In general, programming languages can be classified into two broad programming paradigms: declarative and imperative, also known as functional and procedural, respectively. In declarative programming, we write functions that express the logic of a program, but not its flow. Declarative programming is used to create programs where there are no side effects, meaning that there are no changes to state outside of a function. Declarative programming languages include Haskell and SQL. Imperative programming, by contrast, is where a programmer writes a set of procedures that combine the logic and flow of a program. Imperative programming languages include C++ and Java. Some languages are “hybrid,” meaning that they encourage declarative programming but can also be used to express an imperative programming paradigm. Such hybrids include Lisp, JavaScript, and Python. In general, any imperative language can be used to write in a declarative paradigm, but it often results in inelegant code. By comparison, pure declarative languages cannot be used to write in an imperative paradigm. In purely declarative languages, there are no “variables.”

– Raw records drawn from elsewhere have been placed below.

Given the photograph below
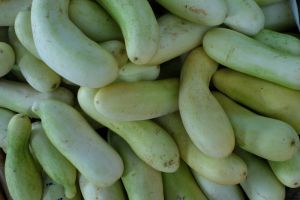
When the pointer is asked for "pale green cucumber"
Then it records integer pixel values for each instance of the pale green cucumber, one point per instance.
(117, 49)
(249, 56)
(131, 72)
(139, 27)
(280, 41)
(228, 170)
(93, 20)
(52, 161)
(124, 101)
(177, 36)
(181, 185)
(262, 96)
(23, 179)
(261, 183)
(203, 117)
(5, 116)
(69, 132)
(24, 31)
(19, 97)
(65, 49)
(288, 171)
(91, 192)
(139, 179)
(215, 191)
(9, 10)
(149, 141)
(244, 16)
(266, 137)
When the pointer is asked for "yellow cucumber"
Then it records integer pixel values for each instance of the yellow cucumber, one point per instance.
(52, 161)
(69, 132)
(262, 96)
(203, 117)
(215, 191)
(139, 27)
(23, 179)
(124, 101)
(177, 36)
(149, 141)
(19, 97)
(139, 179)
(91, 192)
(261, 183)
(228, 170)
(244, 16)
(206, 12)
(249, 56)
(288, 171)
(65, 49)
(181, 185)
(93, 20)
(266, 137)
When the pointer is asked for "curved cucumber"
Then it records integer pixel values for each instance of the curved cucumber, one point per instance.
(79, 143)
(153, 144)
(244, 16)
(139, 179)
(53, 163)
(181, 185)
(228, 170)
(142, 100)
(266, 137)
(139, 27)
(177, 36)
(262, 96)
(249, 56)
(203, 117)
(65, 49)
(22, 176)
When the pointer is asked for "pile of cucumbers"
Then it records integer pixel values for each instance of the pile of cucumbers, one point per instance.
(149, 100)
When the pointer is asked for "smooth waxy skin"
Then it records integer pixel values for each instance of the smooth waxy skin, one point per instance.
(140, 180)
(23, 179)
(262, 96)
(266, 137)
(79, 143)
(204, 119)
(230, 170)
(65, 49)
(149, 141)
(139, 27)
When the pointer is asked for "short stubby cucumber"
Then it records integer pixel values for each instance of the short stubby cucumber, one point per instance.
(139, 179)
(249, 56)
(288, 171)
(69, 132)
(65, 49)
(181, 185)
(93, 20)
(177, 36)
(139, 27)
(19, 97)
(244, 16)
(52, 161)
(23, 179)
(203, 117)
(206, 12)
(214, 191)
(229, 170)
(124, 101)
(261, 183)
(262, 96)
(266, 137)
(149, 141)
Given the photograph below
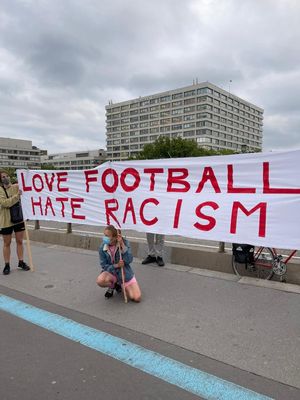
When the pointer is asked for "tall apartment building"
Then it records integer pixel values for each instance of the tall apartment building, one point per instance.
(75, 159)
(213, 117)
(18, 153)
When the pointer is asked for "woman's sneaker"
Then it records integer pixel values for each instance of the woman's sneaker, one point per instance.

While imperative programming is more commonly used by programmers, it can be very difficult to write programs that execute exactly as expected. The ability of any part of the program to change the state of any other makes it difficult to reason about a program’s execution and introduces many opportunities for bugs. Declarative programming, by comparison, makes it easier to understand how a program will behave: since it has no side effects, any part of a program can be understood in isolation.

In smart contracts, bugs literally cost money. As a result, it is critically important to write smart contracts without unintended effects. To do that, you must be able to clearly reason about the expected behavior of the program. So, declarative languages play a much bigger role in smart contracts than they do in general-purpose software. Nevertheless, as you will see, the most widely used language for smart contracts (Solidity) is imperative. Programmers, like most humans, resist change!

Currently supported high-level programming languages for smart contracts include (ordered by approximate age):

LLL

A functional (declarative) programming language, with Lisp-like syntax. It was the first high-level language for Ethereum smart contracts but is rarely used today.

Serpent

A procedural (imperative) programming language with a syntax similar to Python. Can also be used to write functional (declarative) code, though it is not entirely free of side effects.

Solidity

A procedural (imperative) programming language with a syntax similar to JavaScript, C++, or Java. The most popular and frequently used language for Ethereum smart contracts.

Vyper

A more recently developed language, similar to Serpent and again with Python-like syntax. Intended to get closer to a pure-functional Python-like language than Serpent, but not to replace Serpent.

Bamboo

A newly developed language, influenced by Erlang, with explicit state transitions and without iterative flows (loops). Intended to reduce side effects and increase auditability. Very new and yet to be widely adopted.

As you can see, there are many languages to choose from. However, of all of these Solidity is by far the most popular, to the point of being the de facto high-level language of Ethereum and even other EVM-like blockchains. We will spend most of our time using Solidity, but will also explore some of the examples in other high-level languages to gain an understanding of their different philosophies.